Color is coming even to the popular all-white kitchen. Hyde Evans painted a client’s kitchen island a dark blue-green. “It was wonderful with the marble counters,” she says. “The whole kitchen transformed into something gorgeous.”

Keri Peterson, owner of the interior design firm KP Spaces, added teal subway tiles to a client’s kitchen. “That color on the backsplash took the kitchen to the next level,” she says.

Fine tune with new finishes

When it comes to interior updates, often the difference is in the finishes. A quick walk through any home improvement store reveals that shiny, polished surfaces have given way to duller, brushed ones.

“Matte finishes are very popular now,” Albee says. “You see matte black doors, matte black trim, matte black cabinetry — even matte black appliances.” For a quick and relatively inexpensive update, she suggests replacing shiny chrome or polished brass in the bathroom with brushed metal or matte black.

The trend to duller surfaces in homes extends all the way down to the floor. “Wire-brushed wood flooring is very practical,” Albee says. “If you have pets, you’ll never see the traffic.”

Find the fun

Perhaps the most dramatic change in interior design is in eating areas.

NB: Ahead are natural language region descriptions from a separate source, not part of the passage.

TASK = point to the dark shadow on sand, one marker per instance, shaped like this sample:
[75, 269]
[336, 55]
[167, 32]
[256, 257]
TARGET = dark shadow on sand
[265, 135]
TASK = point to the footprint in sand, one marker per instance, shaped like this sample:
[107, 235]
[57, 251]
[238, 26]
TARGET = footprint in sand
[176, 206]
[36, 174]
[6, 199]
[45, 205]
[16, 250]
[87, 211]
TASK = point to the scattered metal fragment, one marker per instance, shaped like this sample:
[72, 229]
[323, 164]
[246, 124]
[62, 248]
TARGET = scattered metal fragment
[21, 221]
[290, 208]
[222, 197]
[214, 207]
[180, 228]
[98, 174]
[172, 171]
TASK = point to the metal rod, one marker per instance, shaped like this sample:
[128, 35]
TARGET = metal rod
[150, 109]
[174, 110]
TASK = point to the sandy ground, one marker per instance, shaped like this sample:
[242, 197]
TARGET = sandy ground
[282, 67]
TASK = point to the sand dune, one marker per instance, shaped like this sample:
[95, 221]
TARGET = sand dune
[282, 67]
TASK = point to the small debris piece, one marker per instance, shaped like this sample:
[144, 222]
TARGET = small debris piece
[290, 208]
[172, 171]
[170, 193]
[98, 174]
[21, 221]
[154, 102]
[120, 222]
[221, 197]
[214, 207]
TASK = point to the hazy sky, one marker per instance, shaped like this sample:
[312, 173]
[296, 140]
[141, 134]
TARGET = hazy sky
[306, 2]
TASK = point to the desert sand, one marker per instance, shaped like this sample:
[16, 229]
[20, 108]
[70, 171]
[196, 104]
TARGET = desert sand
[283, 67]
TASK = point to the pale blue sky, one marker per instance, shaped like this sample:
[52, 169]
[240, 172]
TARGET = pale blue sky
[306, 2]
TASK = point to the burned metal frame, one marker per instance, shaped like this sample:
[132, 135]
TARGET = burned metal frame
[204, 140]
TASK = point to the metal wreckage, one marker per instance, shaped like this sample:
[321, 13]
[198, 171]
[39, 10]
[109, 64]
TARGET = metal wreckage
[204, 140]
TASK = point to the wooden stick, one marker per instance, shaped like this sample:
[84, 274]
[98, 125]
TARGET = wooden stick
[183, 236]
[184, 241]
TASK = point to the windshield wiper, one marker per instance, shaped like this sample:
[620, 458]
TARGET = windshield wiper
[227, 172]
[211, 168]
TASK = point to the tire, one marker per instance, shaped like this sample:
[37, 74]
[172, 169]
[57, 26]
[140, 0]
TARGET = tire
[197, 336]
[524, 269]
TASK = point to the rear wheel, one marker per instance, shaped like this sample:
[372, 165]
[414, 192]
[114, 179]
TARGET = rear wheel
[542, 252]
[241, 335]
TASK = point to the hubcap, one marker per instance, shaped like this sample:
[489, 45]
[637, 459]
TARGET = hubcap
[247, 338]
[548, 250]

Designers report that formal dining rooms and dining room sets have vanished, replaced by eclectic and casual spaces for entertaining.

“You’ll have a natural wood table and then some black, or maybe white, chairs,” Peterson says. “There’s no need to match finishes. We’re mixing things up a bit, putting things together in ways that are not expected — but they’re lots of fun. People tell me that they want their home to feel like a vacation home.”